We explore adjacency sampling constructions in full generality in the case k=3, with given overlapping sets of adjacencies in the three genomes, where all adjacencies in two-way or three-way overlaps are included in the sample. We require the construction to be maximal, in the sense that no additional proportion of adjacencies from any of the genomes may be added without violating the local linearity of the genome. We discover that in incorporating as many adjacencies as possible, evenly from all the input genomes, we are actually maximizing, rather than minimizing, the sum of distances over all other maximal sampling schemes.

Conclusions

We propose to explore compromise instead of parsimony as the organizing principle for the small phylogeny problem.

Background

In comparative genomics, a median genome m for a set of k≥3 given genomes g 1,…,g k in a metric space (G,d) minimizes

$$ S(m)=\sum_{i=1}^{k} d(m,g_{i}) $$
(1)

over all mG [1]. This is meant to embody a compromise among the given genomes, usually as an inference of a common ancestor.

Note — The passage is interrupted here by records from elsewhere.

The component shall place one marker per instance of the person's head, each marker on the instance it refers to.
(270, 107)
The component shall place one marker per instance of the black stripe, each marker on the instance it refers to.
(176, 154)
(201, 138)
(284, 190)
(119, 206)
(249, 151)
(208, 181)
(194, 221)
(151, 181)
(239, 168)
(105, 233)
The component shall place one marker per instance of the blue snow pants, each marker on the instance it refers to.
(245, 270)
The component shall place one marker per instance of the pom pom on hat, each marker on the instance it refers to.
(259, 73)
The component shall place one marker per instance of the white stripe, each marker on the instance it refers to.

While the simplicity of the median concept is appealing, and it has stimulated a large literature [2], it suffers from important shortcomings: it is hard to calculate [35] for almost all (G,d), and is not a compromise in the most important contexts. For example, for k≥3 random signed permutations of length n, and for d the “breakpoint distance”, the median tends to one or more of the given permutations as n increases [68].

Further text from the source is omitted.